Additional surveillance equipment was not a top priority for the county’s limited budget, he added, saying, “We are still working on trying to get a roof that doesn’t leak here.”

Though not the only sheriff’s department facing wrongful death suits over prisoner suicides, Bristol County has been named in more suicide-related complaints than any other Massachusetts county.

After the attention garnered by the prisoner suicides at his jail, Sheriff Hodgson ordered an internal investigation into seven of the deaths. But no evidence was found of inappropriate actions by jail staff.

“Monday morning quarterbacking about suicides is a dangerous thing to do because every case is different,” he stated. “We never want to lose anybody.”

Prisoners’ Legal Services attorney Bonnie Tenneriello said more needs to be done to protect troubled prisoners. A 2010 study commissioned by the state produced a 22-point plan authored by Lindsay Hayes, a recognized expert on prisoner suicides with the National Centers on Institutions and Alternatives. Yet the state still does not have any operational standards for county jails to follow.

“The problem is there’s no effective oversight of the county facilities,” Tenneriello said. “Prisoners are suffering unnecessarily.” She also cited the problem of mentally ill prisoners being “warehoused in solitary confinement” for up to 23 hours a day.

High prisoner suicide rates in Massachusetts have been a long-standing problem. [See: PLN, May 2011, p.20; April 2009, p.34].

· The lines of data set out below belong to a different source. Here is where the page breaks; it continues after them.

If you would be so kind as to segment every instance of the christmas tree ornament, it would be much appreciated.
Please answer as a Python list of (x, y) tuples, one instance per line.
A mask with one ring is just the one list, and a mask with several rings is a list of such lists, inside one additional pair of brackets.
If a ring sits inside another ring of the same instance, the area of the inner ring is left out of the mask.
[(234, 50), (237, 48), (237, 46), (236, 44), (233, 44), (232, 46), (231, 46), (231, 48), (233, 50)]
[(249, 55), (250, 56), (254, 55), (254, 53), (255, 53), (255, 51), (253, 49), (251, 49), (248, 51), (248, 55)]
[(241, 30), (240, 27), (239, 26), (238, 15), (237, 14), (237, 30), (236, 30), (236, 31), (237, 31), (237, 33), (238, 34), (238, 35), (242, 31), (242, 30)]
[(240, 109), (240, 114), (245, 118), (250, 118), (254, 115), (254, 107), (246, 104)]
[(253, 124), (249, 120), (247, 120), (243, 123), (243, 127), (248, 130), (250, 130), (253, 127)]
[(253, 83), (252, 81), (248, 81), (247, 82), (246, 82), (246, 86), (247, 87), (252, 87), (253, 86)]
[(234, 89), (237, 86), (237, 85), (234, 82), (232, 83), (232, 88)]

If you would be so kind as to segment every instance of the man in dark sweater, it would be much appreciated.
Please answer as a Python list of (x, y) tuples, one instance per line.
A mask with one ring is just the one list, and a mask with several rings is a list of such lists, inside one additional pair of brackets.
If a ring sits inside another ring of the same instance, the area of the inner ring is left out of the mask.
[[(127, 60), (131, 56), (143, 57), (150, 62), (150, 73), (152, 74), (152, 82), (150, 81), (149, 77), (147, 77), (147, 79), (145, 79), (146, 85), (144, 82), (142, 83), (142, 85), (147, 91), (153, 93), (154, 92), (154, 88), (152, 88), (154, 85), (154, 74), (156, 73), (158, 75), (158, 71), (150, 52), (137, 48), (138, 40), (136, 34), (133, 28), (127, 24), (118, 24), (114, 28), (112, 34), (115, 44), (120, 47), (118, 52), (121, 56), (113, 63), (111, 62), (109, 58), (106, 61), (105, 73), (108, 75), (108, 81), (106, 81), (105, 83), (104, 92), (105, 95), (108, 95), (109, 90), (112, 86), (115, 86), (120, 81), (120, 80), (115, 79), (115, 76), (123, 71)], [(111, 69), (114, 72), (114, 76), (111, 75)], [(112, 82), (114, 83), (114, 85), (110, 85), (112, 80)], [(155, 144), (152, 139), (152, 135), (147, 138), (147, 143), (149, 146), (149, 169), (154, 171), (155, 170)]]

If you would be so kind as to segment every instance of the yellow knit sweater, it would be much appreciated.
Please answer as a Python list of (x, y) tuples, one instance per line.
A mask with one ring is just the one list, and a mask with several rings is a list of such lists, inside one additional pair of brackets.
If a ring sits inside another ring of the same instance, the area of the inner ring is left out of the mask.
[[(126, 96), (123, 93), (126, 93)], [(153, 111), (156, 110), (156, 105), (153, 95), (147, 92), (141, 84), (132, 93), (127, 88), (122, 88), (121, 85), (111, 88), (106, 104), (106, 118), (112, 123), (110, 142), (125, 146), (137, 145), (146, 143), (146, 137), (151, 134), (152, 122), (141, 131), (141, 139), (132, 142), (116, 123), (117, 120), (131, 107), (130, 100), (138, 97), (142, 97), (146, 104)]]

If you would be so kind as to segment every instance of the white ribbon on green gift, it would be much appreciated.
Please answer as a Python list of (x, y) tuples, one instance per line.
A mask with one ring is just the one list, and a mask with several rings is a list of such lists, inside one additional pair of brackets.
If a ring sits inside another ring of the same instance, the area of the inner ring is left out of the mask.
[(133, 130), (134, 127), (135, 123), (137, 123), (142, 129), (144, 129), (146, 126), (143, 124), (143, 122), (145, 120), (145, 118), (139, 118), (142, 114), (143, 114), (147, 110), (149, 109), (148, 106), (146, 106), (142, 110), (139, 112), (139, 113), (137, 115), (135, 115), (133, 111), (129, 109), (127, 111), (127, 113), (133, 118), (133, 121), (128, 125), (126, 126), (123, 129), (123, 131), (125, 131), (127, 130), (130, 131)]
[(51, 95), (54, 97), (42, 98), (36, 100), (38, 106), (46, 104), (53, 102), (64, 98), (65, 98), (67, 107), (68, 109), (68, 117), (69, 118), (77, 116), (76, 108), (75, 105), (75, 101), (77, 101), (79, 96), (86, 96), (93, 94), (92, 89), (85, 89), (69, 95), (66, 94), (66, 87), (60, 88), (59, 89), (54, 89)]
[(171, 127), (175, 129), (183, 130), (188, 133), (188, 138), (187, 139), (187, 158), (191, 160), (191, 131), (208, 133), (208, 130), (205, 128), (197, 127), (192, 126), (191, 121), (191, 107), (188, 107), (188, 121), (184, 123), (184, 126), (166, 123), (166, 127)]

In August 2017, convicted sex offender Richard Gillis hanged himself at the Massachusetts Treatment Center (MTC) in Bridgewater, a secure facility reserved for prisoners considered sexually dangerous. Gillis, who had been imprisoned almost continually since a 1990 rape conviction, was appealing his civil commitment to MTC.

“The fact that Gillis was a mental health patient in the custody of the [Department of Correction] raises concerns about his monitoring and treatment before he died,” said Gillis’ attorney, Michael Nam-Krane.

In September 2017, David McKinley, 29, hanged himself at the Massachusetts Alcohol and Substance Abuse Center in Plymouth. A drug abuser, McKinley had also been civilly committed to the former minimum-security prison.

While acknowledging concern over those suicides, along with two others in state prisons in 2017, DOC officials said they could not identify a pattern. But prisoner advocates argued the deaths of Gillis and McKinley pointed to the unsuitability of housing substance abusers and the mentally ill in prison-like settings.